FTC Complicates the Use of Outside Investigators
The Federal Trade Commission (FTC) has recently taken the position that the Fair Credit Reporting Act (FCRA) applies to workplace investigations. Specifically, the FTC has stated that attorneys or outside investigators who are paid to make inquiries into allegations of workplace misconduct are the equivalent of "consumer reporting agencies" and are therefore subject to the Act, which establishes detailed notice, authorization and disclosure requirements (see April 1996 Employment Law Reporter).
While no court has ruled on this issue, the FTC's position does create problems for employers who utilize outside investigators or attorneys to undertake investigations. To begin with, the FCRA and its California counterpart, the Consumer Credit Reporting Agencies Act (CCRAA), permit employees to bring actions against employers for violation of these laws. Employees can seek actual damages, which can include compensation for lost wages, and are further permitted to seek recovery of attorneys' fees and court costs. Where a violation is found to be willful, the employee may request punitive damages. Moreover, it is conceivable that creative plaintiffs' lawyers may argue that any termination resulting from an investigation which did not comply with these laws was wrongful.

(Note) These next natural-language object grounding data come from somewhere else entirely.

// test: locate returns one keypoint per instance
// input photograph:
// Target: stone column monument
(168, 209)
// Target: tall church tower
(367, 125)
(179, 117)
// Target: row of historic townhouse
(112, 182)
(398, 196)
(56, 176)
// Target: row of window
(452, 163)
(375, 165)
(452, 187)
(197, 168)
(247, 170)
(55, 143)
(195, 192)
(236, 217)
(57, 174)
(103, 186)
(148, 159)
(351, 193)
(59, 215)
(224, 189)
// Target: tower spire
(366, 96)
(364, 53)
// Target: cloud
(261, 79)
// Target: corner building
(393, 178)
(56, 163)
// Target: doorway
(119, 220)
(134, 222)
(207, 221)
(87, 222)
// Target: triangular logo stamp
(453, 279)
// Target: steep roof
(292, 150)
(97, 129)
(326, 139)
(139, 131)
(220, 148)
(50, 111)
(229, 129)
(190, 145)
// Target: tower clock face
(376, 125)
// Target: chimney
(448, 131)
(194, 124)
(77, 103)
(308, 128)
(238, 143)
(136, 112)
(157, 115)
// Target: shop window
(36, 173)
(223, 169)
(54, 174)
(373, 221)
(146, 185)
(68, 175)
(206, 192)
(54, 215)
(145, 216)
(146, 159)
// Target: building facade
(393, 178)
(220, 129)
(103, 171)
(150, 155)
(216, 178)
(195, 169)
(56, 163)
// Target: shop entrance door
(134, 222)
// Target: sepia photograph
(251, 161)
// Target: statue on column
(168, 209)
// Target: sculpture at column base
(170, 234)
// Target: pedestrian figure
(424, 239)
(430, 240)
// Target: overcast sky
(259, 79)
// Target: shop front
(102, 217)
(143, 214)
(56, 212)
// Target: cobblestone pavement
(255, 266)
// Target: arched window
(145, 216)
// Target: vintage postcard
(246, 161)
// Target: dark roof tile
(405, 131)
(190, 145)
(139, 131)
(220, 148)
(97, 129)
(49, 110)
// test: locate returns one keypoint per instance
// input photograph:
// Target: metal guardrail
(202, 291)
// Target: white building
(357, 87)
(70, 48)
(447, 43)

Absent further clarification from the legislature or the courts, employers are advised to be careful when using an outsider to investigate workplace claims. Employers should keep in mind that an attorney who conducts the investigation may become a witness and that this may waive the attorney-client privilege which would otherwise protect any communications between the attorney and the employer. Investigators who are not attorneys must hold an investigator's license under California law. Employers can check on an investigator's license by contacting the California Department of Consumer Affairs at 916.322.4000.
Employers should obtain agreements in writing from all employees which authorize the employer to use, at its own discretion, attorneys or other outside experts to conduct investigations of work-related misconduct. This agreement should be obtained in advance by including appropriate language in a personnel handbook which the employee agrees, in a written acknowledgment, to read and abide by. The employer should also plan on disclosing the results of the investigation. Any written report should carefully set forth the good faith efforts which were made to gather information as well as the reasons for any decisions. As with any investigation, the accused should be given an opportunity to respond, and any information or explanation offered by the accused should be included in the report.
While the steps described above may not fully comply with the specific requirements of the FCRA or CCRAA, they will serve to illustrate that the employer acted within the spirit of the law. To ensure complete compliance, the employer should contact an attorney who can guide the employer through the specific requirements of these laws and further insulate the employer from any potential liability.